Let X, Y be two normed linear spaces and L(Y,X) denote the space of all bounded linear operators from Y to X. For \(A\in L(X)=L(X,X)\) and \(B\in L(Y)\) define \(\Delta(T)=AT-TB\) (\(T\in L(Y,X))\). Assume that S is a suitably normed invariant subspace of \(\Delta\) which contains all finite rank operators. Then the algebra numerical range of \(\Delta| S\) (the restriction of \(\Delta\) to S) is shown to be precisely the set theoretic difference of the algebraic numerical ranges of A and B. This is a numerical range analogue of L. Fialkow’s result for spectra [Trans. Am. Math. Soc. 243, 147-168 (1978; Zbl 0397.47002)].
The second result states that when \(X=Y\) and \(S=L(X)\), \(\Delta\) is Hermitian (resp. normal) if and only if A-\(\lambda\) are Hermitian (resp. normal) for some scalar \(\lambda\).
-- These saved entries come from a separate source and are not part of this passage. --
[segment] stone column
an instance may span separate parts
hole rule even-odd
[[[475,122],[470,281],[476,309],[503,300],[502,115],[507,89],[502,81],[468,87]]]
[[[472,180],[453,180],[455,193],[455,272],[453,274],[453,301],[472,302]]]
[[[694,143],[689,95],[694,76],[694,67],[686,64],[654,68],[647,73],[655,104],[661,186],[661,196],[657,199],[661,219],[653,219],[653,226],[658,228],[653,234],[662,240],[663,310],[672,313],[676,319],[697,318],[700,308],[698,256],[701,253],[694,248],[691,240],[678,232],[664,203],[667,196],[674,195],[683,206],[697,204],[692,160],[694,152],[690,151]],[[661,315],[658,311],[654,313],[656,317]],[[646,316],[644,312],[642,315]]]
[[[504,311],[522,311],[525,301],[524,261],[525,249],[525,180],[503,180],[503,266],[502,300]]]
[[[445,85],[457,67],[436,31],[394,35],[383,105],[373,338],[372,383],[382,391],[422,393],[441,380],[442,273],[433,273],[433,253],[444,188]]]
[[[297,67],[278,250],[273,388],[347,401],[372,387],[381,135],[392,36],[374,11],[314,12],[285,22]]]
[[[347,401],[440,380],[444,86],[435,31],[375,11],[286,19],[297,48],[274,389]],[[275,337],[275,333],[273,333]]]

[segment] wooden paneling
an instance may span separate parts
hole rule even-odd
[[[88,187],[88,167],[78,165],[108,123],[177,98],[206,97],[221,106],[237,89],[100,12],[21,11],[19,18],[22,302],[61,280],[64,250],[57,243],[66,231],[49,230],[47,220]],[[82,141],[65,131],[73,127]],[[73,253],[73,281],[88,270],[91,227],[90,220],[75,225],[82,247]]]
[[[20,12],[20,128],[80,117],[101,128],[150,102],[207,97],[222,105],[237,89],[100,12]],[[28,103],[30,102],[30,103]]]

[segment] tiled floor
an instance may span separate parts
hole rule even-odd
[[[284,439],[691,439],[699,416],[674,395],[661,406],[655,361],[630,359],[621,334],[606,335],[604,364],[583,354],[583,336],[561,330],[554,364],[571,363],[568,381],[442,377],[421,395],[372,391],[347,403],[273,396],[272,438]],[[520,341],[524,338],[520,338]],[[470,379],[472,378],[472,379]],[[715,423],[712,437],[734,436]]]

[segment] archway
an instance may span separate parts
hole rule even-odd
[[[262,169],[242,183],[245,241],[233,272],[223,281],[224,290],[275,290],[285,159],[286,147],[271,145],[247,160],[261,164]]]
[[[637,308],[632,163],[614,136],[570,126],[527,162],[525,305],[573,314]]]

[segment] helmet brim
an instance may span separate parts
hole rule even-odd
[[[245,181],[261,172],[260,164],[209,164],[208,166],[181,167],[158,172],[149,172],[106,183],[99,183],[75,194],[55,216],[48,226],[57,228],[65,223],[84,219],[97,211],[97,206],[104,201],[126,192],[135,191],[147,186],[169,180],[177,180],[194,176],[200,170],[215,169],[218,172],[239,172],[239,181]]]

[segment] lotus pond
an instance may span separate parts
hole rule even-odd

These two results have contained as special cases the results of J. Kyle [Proc. Edinb. Math. Soc. II. Ser. 21, 33-39 (1978; Zbl 0379.46061)]. An even stronger result asserts that if \(X=H\) is a Hilbert space and if S is a \(C^*\)-algebra or a minimal norm ideal in L(H), then any Hermitian (resp. normal) operator on S is of the form \(\Delta| S\) for some Hermitian (resp. normal) A and B.
The paper concludes with an application to a slight extension of S. K. Berberian’s result [Proc. Am. Math. Soc. 71, 113-114 (1978; Zbl 0388.47019)] about a Fuglede-Putnam theorem for hyponormal operators.